Answered

A student dissolved 3.00 g of Co(NO3)2 in enough water to make 100. mL of stock solution. He took 4.00 mL of the stock solution and then diluted it with water to give 275. mL of a final solution. How many grams of NO3- ion are in the final solution?

Answer :

Answer:

0.081g

Explanation:

first step:calculate the molar conc of the stock solution

molar conc=mass/molar mass ×1000/vol(ml)

molar mass of Co(N03)2=182.943

molar conc=3g/182.943 ×1000/100ml

=0.163M

To calculate the conc of the resulting solution we apply the dilution principle

n=cv

C1V1=C2V2

C1=conc of stock solution=0.163M

V1=4mL

V2=275ml(final volume)

by making 'C2" the subject C2=0.163×4/275

=0.0024M

by applying the formular for calculating molar conc of a solution,we can calculate the mass of CO(NO3)2 in the reulting solution

molar conc=mass/molar mass ×1000(L)/vol(mL)

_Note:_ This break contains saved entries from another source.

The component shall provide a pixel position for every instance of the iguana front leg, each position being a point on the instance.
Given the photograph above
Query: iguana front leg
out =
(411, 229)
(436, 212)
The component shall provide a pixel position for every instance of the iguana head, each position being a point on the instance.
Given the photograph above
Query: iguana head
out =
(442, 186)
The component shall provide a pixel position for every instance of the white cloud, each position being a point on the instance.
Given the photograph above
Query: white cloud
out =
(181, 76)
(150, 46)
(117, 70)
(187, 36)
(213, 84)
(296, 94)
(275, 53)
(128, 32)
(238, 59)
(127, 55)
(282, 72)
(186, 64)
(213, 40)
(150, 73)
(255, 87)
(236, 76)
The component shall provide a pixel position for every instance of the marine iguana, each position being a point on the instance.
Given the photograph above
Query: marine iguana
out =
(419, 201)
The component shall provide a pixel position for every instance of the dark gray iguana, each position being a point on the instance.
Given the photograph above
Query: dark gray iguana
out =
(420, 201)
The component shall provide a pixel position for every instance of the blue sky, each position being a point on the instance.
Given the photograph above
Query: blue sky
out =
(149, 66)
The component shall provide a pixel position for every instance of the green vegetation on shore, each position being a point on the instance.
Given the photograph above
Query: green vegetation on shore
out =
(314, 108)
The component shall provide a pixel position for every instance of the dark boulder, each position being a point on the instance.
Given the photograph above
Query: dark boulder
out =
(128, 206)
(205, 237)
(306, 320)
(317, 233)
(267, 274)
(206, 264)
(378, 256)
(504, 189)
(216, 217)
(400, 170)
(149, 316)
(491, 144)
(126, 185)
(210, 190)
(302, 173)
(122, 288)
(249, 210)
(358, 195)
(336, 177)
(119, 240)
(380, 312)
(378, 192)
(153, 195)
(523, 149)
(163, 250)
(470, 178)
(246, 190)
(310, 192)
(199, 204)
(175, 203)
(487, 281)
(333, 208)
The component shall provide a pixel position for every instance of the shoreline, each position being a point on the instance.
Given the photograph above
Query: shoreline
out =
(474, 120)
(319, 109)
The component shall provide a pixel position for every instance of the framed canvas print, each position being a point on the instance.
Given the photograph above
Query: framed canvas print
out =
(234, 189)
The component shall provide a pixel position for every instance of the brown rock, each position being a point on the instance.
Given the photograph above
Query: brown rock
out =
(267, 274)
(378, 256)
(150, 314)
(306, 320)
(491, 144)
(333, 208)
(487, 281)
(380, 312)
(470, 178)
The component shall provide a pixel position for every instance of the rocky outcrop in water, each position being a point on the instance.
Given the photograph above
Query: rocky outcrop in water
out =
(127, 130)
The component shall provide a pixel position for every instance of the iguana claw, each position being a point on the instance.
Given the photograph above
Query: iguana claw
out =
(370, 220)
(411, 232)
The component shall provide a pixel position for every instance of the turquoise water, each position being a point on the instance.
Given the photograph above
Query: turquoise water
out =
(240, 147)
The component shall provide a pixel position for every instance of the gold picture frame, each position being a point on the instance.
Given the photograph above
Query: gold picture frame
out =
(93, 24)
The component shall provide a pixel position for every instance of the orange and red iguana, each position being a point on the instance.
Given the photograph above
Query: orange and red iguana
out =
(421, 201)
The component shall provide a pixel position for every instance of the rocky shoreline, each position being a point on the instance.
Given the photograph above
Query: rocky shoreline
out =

mass=0.0024×182.943×275/1000

=0.1193g

Mass of CO(NO3)2  in the resulting solution=0.1199g

since CO+(NO3)2=CO(NO3)2

Percentage by mass of (NO3)2 in CO(NO3)2=(NO3)2/CO(NO3)2

=124/182.943×100

=67.8%

it means 67.8% of 0.1193g is the mass of (NO3)2=0.678×0.1199

=0.081g

pstnonsonjoku

The mass of NO3 ion present in the final solution  is 0.14 g.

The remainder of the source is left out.